After two lean seasons and a year marred by austerity protests, Greek tourism operators expect a rebound this year with the global economy in recovery and unrest in North Africa turning demand elsewhere.
And although visitors avoiding Egypt and Tunisia may not necessarily flock to Greece – which has troubles of its own from an unpopular economic overhaul – the extra demand is enough for the entire region, industry representatives said.
“As an all-year destination, Spain is most likely to gain Egypt’s market, followed by Turkey,” says Yiannis Papadakis, deputy chairman of the Hellenic association of travel and tourist agencies.
“But we also stand to benefit as there will be a lack of availability. Turkey is already between 80 and 85 per cent booked and will be fully-booked in about two months,” he said.
Early booking data from key European target markets – Germany, Britain, France and Russia – look promising and family travel is shying away from former favourite destinations in North Africa and the Middle East that have been hit with political turmoil.
“Bookings from Germany are up eight per cent, Britain 12 per cent and Russia by over 20 per cent while France is also seeing a two-digit rise,” says Andreas Andreadis, head of the Panhellenic confederation of hoteliers.
“They were already rising from January before events in North Africa unfolded as these (European) countries have positive growth rates,” he added.
“It’s a normal rebound. This time last year we were a world news story.
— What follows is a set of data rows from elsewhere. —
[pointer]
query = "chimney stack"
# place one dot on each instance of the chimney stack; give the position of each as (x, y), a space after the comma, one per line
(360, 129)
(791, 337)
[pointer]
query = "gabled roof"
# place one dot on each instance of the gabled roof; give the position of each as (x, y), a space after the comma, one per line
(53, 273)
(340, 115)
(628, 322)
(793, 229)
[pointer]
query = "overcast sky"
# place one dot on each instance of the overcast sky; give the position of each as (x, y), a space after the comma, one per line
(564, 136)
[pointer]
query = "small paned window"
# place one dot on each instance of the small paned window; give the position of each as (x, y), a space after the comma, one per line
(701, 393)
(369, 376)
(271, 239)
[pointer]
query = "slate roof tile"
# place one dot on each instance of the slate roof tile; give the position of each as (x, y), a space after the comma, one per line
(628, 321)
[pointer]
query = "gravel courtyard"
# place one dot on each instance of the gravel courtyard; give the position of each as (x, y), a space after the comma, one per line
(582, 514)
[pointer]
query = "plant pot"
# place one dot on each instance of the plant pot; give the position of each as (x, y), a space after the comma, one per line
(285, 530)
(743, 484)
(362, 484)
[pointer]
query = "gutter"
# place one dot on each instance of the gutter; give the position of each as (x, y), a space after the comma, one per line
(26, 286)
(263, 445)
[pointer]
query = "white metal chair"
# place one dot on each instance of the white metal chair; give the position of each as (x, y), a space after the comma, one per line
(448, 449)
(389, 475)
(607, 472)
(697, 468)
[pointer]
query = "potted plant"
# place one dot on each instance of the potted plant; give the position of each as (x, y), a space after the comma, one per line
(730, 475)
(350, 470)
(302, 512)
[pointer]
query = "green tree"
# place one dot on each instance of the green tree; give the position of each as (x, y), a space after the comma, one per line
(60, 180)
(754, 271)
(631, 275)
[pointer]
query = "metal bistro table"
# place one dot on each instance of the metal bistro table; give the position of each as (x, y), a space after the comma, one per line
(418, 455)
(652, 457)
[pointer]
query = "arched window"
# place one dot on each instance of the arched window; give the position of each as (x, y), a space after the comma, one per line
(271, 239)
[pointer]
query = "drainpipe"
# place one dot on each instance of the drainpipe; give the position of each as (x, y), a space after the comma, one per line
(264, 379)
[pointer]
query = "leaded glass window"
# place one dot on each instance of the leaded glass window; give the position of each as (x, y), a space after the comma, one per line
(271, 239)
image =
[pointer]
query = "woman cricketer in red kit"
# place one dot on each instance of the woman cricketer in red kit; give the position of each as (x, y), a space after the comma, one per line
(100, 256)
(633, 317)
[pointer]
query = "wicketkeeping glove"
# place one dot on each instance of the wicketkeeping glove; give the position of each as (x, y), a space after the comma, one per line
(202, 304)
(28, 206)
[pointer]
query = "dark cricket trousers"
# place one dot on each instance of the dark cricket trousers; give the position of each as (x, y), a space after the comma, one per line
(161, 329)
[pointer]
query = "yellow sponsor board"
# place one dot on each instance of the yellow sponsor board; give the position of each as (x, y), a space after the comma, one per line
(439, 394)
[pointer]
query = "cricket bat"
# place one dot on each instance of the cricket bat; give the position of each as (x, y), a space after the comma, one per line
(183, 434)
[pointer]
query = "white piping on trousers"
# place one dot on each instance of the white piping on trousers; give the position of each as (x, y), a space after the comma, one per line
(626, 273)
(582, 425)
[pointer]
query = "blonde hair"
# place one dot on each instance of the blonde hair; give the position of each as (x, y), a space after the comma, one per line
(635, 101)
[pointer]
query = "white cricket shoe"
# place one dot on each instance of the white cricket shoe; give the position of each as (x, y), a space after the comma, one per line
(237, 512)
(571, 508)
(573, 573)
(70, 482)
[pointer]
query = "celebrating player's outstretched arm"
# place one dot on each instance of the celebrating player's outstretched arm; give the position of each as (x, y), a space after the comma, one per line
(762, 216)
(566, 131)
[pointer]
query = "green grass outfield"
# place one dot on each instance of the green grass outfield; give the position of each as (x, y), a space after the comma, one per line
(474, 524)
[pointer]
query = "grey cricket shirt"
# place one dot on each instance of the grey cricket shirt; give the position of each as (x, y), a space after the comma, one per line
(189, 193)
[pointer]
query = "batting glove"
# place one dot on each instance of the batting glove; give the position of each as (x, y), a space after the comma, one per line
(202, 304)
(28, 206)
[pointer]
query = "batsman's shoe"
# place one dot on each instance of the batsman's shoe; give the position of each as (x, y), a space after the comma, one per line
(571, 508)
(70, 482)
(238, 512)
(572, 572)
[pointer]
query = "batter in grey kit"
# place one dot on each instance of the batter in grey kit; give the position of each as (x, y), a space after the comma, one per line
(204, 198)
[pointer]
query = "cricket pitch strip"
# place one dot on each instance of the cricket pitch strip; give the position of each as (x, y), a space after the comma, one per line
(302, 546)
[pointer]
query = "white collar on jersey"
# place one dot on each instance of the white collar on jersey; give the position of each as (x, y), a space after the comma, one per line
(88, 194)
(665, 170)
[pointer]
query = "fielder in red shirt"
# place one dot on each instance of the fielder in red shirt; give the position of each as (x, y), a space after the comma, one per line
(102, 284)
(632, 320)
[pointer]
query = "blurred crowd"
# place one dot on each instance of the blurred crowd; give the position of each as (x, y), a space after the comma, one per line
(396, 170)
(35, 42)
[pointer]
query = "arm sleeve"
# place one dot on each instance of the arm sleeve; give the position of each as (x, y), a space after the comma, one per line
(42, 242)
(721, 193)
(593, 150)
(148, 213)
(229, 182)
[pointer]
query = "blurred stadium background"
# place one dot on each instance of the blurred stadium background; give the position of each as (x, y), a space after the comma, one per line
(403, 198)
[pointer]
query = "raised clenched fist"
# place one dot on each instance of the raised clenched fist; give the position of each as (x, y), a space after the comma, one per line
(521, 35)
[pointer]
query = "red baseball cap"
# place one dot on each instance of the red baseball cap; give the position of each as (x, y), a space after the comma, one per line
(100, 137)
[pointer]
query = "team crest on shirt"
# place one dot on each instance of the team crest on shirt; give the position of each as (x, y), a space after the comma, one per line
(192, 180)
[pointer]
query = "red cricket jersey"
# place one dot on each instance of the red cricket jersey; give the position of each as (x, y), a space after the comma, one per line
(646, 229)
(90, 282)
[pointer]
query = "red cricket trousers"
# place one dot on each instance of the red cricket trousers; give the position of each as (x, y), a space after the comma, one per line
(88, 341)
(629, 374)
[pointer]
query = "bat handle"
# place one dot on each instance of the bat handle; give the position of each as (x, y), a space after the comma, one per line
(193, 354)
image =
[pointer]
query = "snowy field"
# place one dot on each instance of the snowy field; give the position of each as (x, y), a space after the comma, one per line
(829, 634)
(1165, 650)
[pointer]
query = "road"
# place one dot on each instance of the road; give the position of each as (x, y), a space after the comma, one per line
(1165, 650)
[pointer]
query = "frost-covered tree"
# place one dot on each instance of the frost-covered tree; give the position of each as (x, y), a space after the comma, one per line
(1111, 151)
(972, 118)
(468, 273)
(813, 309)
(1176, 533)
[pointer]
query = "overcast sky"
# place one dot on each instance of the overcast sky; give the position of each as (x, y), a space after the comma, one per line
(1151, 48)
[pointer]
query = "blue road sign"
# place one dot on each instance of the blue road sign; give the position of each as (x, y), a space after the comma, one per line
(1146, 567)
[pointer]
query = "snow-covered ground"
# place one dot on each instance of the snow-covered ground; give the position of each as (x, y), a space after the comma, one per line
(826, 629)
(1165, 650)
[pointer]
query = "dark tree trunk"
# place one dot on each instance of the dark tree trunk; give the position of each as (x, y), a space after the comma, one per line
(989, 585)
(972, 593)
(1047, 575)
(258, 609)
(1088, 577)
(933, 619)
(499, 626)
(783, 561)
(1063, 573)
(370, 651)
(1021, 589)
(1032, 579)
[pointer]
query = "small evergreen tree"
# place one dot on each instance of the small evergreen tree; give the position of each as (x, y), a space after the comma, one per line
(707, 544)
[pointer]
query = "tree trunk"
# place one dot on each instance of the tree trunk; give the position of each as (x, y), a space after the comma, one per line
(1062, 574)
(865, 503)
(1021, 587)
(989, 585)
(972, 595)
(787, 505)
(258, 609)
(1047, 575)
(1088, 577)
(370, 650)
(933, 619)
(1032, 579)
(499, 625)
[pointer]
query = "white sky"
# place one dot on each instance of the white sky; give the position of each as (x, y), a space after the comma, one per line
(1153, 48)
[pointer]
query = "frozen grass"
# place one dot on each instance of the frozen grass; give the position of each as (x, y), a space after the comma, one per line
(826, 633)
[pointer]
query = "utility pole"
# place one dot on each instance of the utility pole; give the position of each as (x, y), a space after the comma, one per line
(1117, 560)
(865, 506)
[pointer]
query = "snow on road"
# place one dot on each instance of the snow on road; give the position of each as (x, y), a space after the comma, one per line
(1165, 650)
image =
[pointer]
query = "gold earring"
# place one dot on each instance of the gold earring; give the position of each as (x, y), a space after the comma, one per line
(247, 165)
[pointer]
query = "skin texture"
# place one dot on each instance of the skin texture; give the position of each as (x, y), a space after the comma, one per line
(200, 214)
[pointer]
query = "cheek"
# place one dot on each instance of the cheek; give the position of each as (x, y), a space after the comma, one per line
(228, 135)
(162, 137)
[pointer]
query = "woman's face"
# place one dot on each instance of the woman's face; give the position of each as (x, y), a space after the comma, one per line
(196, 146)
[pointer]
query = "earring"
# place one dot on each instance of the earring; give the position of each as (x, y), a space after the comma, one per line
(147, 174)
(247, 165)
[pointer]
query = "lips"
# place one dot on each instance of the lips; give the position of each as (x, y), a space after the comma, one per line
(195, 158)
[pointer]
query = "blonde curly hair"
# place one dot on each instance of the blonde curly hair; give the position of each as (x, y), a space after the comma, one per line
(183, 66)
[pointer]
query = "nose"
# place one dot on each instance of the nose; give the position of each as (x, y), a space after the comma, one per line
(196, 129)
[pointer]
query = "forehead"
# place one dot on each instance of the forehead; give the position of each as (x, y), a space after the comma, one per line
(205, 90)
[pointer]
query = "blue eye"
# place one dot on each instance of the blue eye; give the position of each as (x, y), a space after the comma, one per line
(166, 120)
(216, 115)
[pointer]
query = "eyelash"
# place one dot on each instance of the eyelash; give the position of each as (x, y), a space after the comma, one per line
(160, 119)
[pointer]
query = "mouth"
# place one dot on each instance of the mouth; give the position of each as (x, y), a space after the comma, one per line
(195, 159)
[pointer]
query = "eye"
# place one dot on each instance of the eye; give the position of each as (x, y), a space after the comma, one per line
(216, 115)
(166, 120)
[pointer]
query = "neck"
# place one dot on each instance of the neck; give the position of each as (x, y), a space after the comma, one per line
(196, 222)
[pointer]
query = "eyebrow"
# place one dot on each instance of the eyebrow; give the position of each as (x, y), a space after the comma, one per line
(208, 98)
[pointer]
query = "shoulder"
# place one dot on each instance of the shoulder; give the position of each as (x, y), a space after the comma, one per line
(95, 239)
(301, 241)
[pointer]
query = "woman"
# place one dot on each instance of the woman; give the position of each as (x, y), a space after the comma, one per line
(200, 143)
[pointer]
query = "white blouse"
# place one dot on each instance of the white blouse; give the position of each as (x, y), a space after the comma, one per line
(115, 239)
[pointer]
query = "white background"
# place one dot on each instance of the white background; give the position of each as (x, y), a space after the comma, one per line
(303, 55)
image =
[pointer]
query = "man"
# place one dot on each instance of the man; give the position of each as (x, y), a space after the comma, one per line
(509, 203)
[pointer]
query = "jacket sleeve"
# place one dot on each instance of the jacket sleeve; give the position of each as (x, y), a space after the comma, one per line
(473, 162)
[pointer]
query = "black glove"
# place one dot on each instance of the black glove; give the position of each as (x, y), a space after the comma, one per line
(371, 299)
Now we no longer feature in negative headlines,” Mr Andreadis said.
Official data in January showed that foreign arrivals in Greece in the first nine months of 2010 had risen by 1.5 per cent despite the country’s economic woes and waves of frequently violent protests in Athens and Thessaloniki.
In May, three people died in an Athens bank that was firebombed during a protest.
“Events in May were disastrous, bookings for the entire month were frozen,” Mr Andreadis said.
“We still have two critical months ahead of us, so it’s still too early to say how the season will play out.”
Unions have already held a general strike this year against sweeping wage and pension cuts mandated by the EU and the International Monetary Fund after they rescued Greece from imminent bankruptcy with a €110 billion loan. Another seven national shutdowns were organised last year.
Some of last year’s demonstrations against measures by the Socialist government to deal with an unprecedented debt crisis specifically targeted tourism-related infrastructure including hotels, the main port of Piraeus and the Acropolis, Greece’s most emblematic monument.
At the time, the government offered to compensate travellers stranded in the country after the strikes and protests threatened to sink the season.
Residents of the popular island of Rhodes even took matters into their own hands, banning striking sailors from their harbour and dispatching flower-toting delegations to welcome incoming cruise ship passengers.
Price cuts by operators limited the damage but caused a revenue blow.
The Bank of Greece has said tourism takings were down by 7.3 per cent to €9.45 billion in the period to November.
To boost flight traffic, the government waived fees at all state airports except Athens International Airport from April 1 to December 31.Tourism generates about 18 per cent of Greece’s gross domestic product.
Hatta’s Mr Papadakis said operators had been lowering their prices at the last minute for the last two years in order to elicit demand.
Hoteliers in particular saw their takings go down by 13 per cent in 2009 and a by another seven per cent in 2010, Mr Andreadis added.
“A room priced at €50 would be reduced to €30 euros,” he said. “That’s not going to happen this year”.